Recently our hero has been in Israel looking for a new location for an old script, as Rambo turns his attention to the Gulf after having finished off anyone with slanty-eyes in his previous film. But where was Stallone when the real Vietnam War was on, the one without the make-up and the blanks? Apparently Stallone saw out the war as a Physical Education instructor at a finishing school for rich young women in the jungles of Switzerland. Of course we’ve nothing against draft dodgers, quite the opposite in fact. But these are the people (and Stallone is just one of the more obvious) who encourage nationalism, who profit from warmongering, and who are all for dying for their country, just so long as it doesn’t include them. But what of the sailors who did die in USS Stark? They died for precisely nothing — to help save Reagan’s face after Irangate, to defend the American Oil Corporations.

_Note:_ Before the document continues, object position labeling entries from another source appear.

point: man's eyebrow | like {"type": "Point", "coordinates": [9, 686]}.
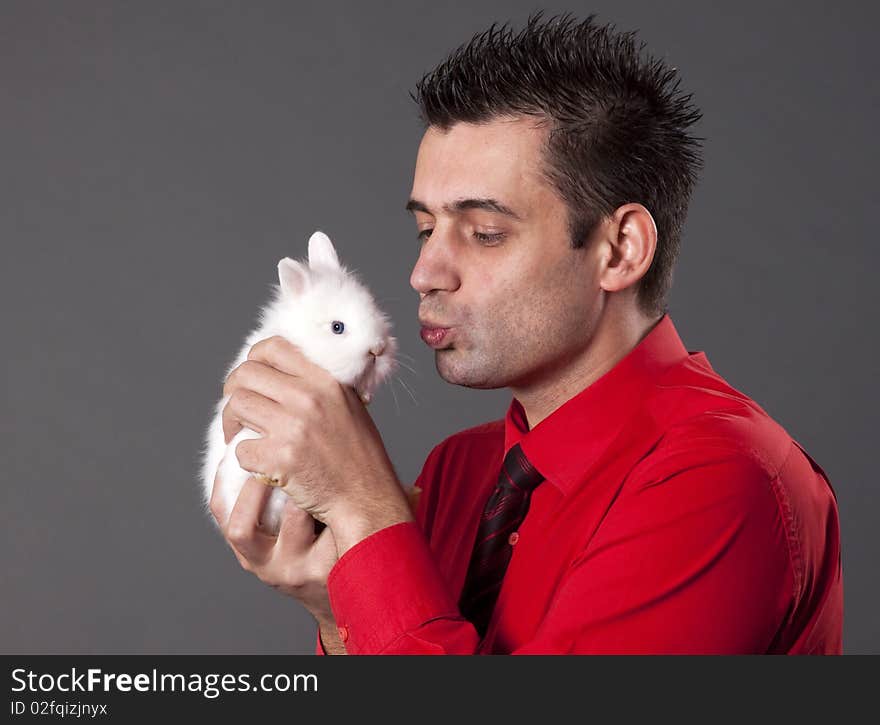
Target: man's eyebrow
{"type": "Point", "coordinates": [460, 205]}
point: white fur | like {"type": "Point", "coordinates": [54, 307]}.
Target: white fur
{"type": "Point", "coordinates": [307, 301]}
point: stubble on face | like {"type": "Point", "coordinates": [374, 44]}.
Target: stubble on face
{"type": "Point", "coordinates": [523, 308]}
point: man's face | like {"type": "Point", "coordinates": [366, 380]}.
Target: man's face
{"type": "Point", "coordinates": [521, 306]}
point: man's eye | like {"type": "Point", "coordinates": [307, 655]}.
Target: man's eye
{"type": "Point", "coordinates": [489, 238]}
{"type": "Point", "coordinates": [483, 238]}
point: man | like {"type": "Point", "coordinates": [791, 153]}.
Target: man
{"type": "Point", "coordinates": [631, 500]}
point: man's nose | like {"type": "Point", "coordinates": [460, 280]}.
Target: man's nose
{"type": "Point", "coordinates": [435, 268]}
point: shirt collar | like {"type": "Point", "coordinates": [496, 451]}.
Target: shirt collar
{"type": "Point", "coordinates": [565, 443]}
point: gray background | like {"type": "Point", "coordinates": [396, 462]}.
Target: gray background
{"type": "Point", "coordinates": [157, 159]}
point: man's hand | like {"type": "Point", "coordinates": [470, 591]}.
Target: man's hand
{"type": "Point", "coordinates": [318, 441]}
{"type": "Point", "coordinates": [296, 562]}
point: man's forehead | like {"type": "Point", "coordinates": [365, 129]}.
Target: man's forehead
{"type": "Point", "coordinates": [490, 166]}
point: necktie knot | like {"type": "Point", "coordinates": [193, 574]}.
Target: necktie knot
{"type": "Point", "coordinates": [519, 470]}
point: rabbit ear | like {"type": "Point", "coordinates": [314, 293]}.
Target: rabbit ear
{"type": "Point", "coordinates": [292, 275]}
{"type": "Point", "coordinates": [321, 251]}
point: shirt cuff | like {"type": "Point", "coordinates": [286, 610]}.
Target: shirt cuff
{"type": "Point", "coordinates": [385, 586]}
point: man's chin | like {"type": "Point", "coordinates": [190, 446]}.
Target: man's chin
{"type": "Point", "coordinates": [456, 375]}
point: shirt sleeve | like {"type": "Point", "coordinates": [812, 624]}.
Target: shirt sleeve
{"type": "Point", "coordinates": [692, 558]}
{"type": "Point", "coordinates": [696, 561]}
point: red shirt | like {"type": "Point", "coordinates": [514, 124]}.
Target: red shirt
{"type": "Point", "coordinates": [676, 517]}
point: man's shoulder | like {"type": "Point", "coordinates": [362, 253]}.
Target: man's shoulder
{"type": "Point", "coordinates": [697, 413]}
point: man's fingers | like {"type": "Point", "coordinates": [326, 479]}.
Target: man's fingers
{"type": "Point", "coordinates": [297, 531]}
{"type": "Point", "coordinates": [252, 410]}
{"type": "Point", "coordinates": [242, 530]}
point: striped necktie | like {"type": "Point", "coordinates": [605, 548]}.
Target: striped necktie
{"type": "Point", "coordinates": [505, 510]}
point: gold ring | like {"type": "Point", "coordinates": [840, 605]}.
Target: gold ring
{"type": "Point", "coordinates": [268, 480]}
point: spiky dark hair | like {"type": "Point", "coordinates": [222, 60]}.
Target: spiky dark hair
{"type": "Point", "coordinates": [618, 124]}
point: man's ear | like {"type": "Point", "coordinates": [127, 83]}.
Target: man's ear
{"type": "Point", "coordinates": [633, 248]}
{"type": "Point", "coordinates": [292, 276]}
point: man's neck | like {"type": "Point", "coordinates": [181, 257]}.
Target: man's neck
{"type": "Point", "coordinates": [614, 338]}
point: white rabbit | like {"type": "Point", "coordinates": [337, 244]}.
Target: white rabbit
{"type": "Point", "coordinates": [325, 311]}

There’ll be another conflict in the Gulf, sooner or later. More names to be chiselled into the war memorial. But if the next conflict escalates, it won’t just be the soldiers and sailors who suffer. We’ll all be in the front line. If you put your trust in leaders, give up your power to politicians, and give up your imagination to film stars, the next thing you could find yourself giving up is your life.